Timeliness. The speed of business is accelerating.
Consumability. We need to support a larger range of data access technologies and styles.

There are several strategies for future proofing your database design to ensure you address the common change cases that you (will) face:

Implement truly unique surrogate keys. A surrogate key is a key that does not have business meaning. A “truly unique” surrogate key is one that has a unique value across all entities. For example, if a Customer record has a key value of 1701 then no other record has that value, including non-employee records. In Figure 3 you see that I have introduced Item_ID, which is a hash key (a common approach to unique surrogate keys), as the primary key for Item. I kept the ItemNumber, which is a unique business/natural key, as that is how people identify items. For more about key strategies, read Choosing a Primary Key: Natural or Surrogate?.
Maintain historical data values. You want to maintain historical data values so that you can determine the state of an entity at any given point in time. This may be important for regulatory compliance concerns, to identify trends over time, or to provide superior customer service. The easiest way to do this is to add a history table corresponding to the “current” table, in this case Item_History. In Figure 3 you see how I’ve done this. Item_History has all of the data fields of Item, plus Begin_DT and End_DT to indicate the time range during which the data values were applicable. A row is added to this table every time there is an update to the Item table, copying the existing (pre-update) values into history table. Item.LastUpdate_DT is used as the Item_History.Begin_DT value and the current datetime is used for Item_History.End_DT and the new value for Item_LastUpdate_DT.
Implement soft deletes. A soft delete is the act of marking a record as deleted, but leaving it in the table. A hard delete is an actual deletion of that data. The easiest way to do this is with a delete marker, such as a boolean column named Is_Deleted or Is_Active. Soft deletes enable you to support full history of an entity as well as to be regulatory compliant. However, many countries now have a “right to be forgotten” which means that certain types of data are required to be completely removed (hard deleted).
Set and follow common conventions. My experience is that data naming conventions can be one of the most important drivers of understandability of your schema. For example, in Figure 3 you see that I’m following a consistent set of naming conventions. First, I’m using full English words for the names of things. Second, “technical aspects” that support future proofing strategies involve an underscore, such as Item_History or End_DT. Third, multi-word names use CamelCase format, for example ItemName. Your organization will want to develop its own set of conventions, or adopt conventions from an external source if appropriate. My advice is to agree to a reasonable set of conventions and then apply them consistently.

Figure 3. A future-proofed data schema (UML Notation). Click to enlarge.

6. Clean Database Design in Context

As you see in Figure 4 clean architecture and database design enables you to thinly slice what you deliver to your stakeholders into small increments. Clean database design is evolved via agile data modeling.

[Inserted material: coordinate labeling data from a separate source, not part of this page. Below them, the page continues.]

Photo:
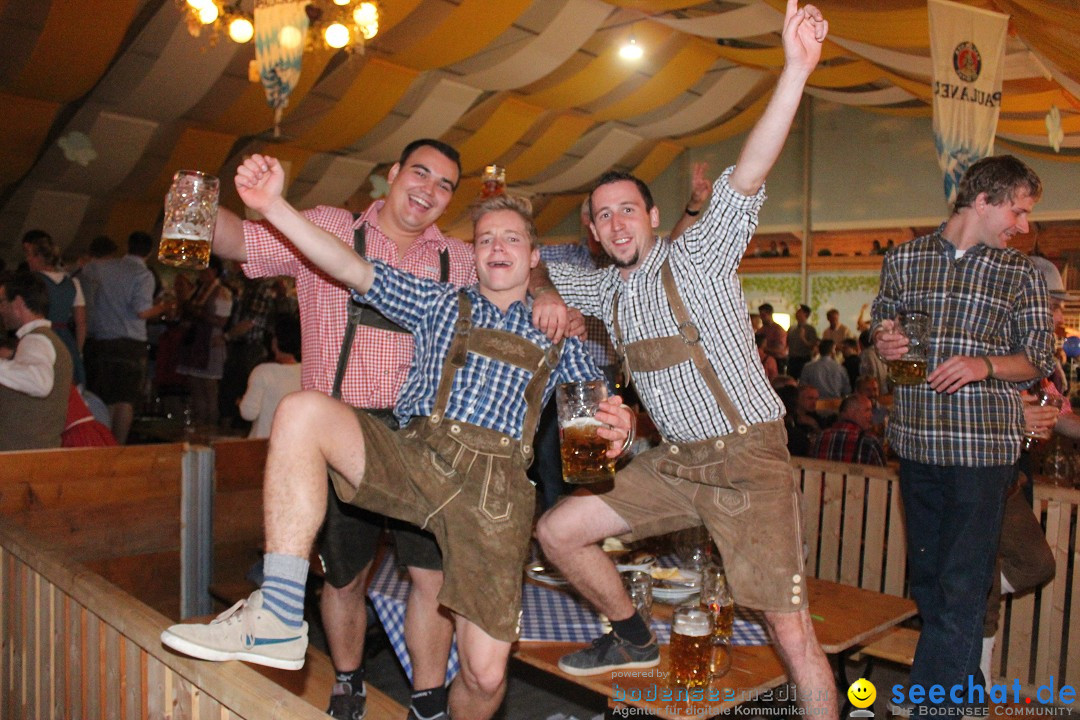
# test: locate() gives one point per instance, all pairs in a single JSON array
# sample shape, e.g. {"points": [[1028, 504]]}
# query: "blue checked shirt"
{"points": [[704, 260], [487, 393], [985, 302]]}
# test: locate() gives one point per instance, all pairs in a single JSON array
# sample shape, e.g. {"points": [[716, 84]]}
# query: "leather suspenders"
{"points": [[361, 314]]}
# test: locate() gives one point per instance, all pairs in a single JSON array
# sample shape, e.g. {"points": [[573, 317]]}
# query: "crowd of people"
{"points": [[422, 367]]}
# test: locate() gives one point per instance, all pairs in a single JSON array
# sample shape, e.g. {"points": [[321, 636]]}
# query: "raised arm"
{"points": [[259, 181], [701, 190], [804, 34]]}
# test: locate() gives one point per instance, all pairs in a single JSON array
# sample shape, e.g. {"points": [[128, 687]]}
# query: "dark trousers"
{"points": [[953, 516]]}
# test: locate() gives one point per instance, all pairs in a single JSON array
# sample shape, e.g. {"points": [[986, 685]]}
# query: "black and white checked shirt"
{"points": [[986, 302], [703, 260]]}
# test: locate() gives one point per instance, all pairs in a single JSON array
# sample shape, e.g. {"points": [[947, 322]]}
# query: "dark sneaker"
{"points": [[345, 704], [244, 632], [610, 652], [413, 716]]}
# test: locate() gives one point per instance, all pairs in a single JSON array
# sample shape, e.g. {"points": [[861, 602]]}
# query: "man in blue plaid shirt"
{"points": [[958, 434], [480, 376]]}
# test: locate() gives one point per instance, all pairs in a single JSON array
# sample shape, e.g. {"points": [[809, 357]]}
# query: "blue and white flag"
{"points": [[967, 48], [281, 30]]}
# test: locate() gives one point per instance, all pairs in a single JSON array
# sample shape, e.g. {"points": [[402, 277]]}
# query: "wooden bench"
{"points": [[89, 539], [854, 534]]}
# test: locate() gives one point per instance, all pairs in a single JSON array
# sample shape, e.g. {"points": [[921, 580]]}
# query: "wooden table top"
{"points": [[844, 617]]}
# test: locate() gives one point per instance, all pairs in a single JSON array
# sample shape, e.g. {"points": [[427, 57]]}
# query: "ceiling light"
{"points": [[336, 36], [631, 51], [241, 30]]}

Your database design is kept clean, or is cleaned up, via database refactoring.

Figure 4. The agile database techniques stack (click to enlarge).

The following table summarizes the trade-offs associated with clean database design and provides advice for when to adopt it.

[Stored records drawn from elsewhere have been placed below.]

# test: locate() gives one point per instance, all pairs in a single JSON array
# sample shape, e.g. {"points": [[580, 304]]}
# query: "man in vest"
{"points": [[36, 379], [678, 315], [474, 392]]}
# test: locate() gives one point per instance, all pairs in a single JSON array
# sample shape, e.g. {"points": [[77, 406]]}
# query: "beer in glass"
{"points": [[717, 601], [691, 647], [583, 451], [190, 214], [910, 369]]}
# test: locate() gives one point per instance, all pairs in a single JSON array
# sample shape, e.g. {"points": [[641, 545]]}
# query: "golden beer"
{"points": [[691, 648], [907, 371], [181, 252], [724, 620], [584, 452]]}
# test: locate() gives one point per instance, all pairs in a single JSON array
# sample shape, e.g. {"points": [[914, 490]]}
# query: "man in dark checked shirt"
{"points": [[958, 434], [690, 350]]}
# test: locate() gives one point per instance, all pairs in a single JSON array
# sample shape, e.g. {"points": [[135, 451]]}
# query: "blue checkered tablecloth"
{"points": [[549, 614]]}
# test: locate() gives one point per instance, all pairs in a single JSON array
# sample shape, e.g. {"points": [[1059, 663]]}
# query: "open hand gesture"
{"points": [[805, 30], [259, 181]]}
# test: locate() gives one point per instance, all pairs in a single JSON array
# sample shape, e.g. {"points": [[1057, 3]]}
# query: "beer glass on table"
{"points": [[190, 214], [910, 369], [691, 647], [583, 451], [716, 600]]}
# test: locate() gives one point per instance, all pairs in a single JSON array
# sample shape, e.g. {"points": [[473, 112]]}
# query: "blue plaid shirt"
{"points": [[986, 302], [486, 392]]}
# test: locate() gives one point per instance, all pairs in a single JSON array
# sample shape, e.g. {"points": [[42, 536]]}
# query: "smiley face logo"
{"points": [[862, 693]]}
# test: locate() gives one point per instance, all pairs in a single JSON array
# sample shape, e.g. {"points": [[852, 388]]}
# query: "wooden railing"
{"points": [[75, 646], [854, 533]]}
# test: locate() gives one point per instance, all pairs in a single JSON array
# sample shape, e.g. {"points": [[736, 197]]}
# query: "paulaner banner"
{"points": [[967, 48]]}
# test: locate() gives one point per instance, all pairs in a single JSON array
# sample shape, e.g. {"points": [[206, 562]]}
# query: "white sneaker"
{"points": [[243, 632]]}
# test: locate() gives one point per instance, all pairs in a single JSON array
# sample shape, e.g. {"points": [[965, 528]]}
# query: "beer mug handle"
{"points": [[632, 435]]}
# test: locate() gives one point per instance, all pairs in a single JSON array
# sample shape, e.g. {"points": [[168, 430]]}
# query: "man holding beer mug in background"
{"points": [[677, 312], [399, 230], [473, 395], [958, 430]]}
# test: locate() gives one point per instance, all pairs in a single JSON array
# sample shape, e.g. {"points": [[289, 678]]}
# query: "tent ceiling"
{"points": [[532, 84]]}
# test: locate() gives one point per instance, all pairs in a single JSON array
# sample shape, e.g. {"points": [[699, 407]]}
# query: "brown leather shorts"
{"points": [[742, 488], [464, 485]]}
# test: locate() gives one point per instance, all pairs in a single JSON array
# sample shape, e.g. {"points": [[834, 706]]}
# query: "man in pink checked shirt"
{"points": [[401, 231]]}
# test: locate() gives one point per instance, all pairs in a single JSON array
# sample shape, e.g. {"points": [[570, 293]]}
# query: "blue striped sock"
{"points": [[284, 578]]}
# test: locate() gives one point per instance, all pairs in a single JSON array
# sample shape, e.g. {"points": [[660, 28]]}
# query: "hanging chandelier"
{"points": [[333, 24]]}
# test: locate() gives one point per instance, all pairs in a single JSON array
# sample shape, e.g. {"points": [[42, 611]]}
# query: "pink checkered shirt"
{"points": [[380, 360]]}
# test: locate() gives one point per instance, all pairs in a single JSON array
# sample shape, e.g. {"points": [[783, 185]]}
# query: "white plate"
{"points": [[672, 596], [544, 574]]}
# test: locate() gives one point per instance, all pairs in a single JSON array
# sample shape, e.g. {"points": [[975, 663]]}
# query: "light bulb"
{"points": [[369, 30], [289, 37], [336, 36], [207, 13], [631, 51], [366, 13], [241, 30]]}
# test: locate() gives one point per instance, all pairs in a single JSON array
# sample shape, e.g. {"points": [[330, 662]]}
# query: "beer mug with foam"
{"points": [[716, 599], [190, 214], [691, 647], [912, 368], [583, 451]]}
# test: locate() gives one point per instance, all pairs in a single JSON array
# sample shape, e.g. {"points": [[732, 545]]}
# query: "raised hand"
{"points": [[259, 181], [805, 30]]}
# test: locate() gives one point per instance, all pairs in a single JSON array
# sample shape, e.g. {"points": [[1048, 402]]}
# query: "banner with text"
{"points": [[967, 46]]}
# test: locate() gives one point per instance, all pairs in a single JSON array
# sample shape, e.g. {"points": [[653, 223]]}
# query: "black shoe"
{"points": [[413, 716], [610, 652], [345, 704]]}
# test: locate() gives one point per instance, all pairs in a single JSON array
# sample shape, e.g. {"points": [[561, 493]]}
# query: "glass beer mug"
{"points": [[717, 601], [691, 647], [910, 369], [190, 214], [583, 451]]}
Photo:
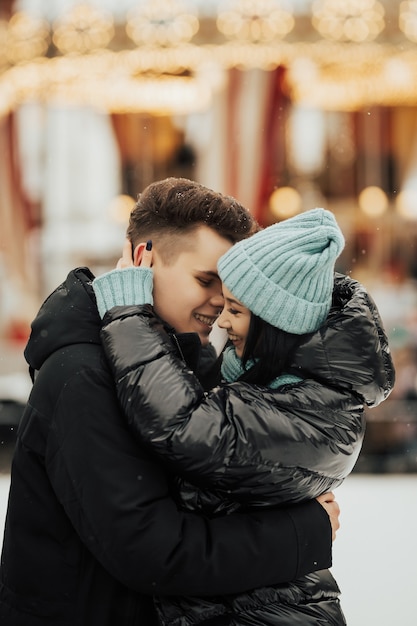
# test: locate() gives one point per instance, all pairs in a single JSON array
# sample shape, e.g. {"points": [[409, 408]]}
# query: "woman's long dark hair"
{"points": [[270, 348]]}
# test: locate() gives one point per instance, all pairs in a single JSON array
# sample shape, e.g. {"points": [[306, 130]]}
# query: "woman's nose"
{"points": [[222, 320]]}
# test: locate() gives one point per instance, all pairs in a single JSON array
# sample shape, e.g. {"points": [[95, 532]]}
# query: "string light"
{"points": [[255, 20], [162, 23], [330, 74]]}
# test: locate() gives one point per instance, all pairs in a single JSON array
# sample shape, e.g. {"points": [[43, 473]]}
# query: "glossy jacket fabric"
{"points": [[91, 529], [248, 446]]}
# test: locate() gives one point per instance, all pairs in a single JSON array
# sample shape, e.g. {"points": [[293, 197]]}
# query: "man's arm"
{"points": [[118, 500]]}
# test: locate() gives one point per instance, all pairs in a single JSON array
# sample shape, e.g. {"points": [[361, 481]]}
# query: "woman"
{"points": [[308, 352]]}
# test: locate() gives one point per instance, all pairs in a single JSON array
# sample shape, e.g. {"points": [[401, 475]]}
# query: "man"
{"points": [[91, 530]]}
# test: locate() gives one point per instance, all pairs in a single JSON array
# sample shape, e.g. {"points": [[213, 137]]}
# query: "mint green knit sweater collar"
{"points": [[232, 369]]}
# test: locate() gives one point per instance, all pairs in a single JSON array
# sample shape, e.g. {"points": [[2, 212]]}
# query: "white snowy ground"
{"points": [[375, 554]]}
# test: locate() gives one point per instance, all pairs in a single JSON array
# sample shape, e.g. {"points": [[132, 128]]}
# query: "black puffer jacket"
{"points": [[247, 446], [91, 529]]}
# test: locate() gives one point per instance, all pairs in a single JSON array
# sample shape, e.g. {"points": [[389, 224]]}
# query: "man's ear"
{"points": [[137, 253]]}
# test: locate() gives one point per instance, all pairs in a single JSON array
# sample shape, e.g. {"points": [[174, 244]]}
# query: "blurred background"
{"points": [[286, 105]]}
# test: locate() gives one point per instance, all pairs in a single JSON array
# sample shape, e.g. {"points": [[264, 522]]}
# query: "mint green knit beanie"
{"points": [[284, 273]]}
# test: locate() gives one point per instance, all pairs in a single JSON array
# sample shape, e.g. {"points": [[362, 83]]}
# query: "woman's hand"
{"points": [[144, 255]]}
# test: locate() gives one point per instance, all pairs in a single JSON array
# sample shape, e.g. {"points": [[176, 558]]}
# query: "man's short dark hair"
{"points": [[173, 207]]}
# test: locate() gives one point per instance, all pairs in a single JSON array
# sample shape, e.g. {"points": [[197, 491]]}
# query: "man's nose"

Table 1. Clean database design in context.

Advantages	Easier to understand and evolve Easier to test Increases ability to evolve data hosting strategy
Disadvantages	Requires investment to keep clean, including in agile design modeling and database refactoring Existing legacy designs often have significant technical debt that needs to be addressed before your design is sufficiently clean
When to Adopt This Practice	My knee-jerk reaction is to say always, but that wouldn’t be accurate. Sometimes time is of the essence and it makes sense to accept technical debt now and decide to pay it down in the future. Hopefully that is rare decision that when it is made is a prudent and deliberate one.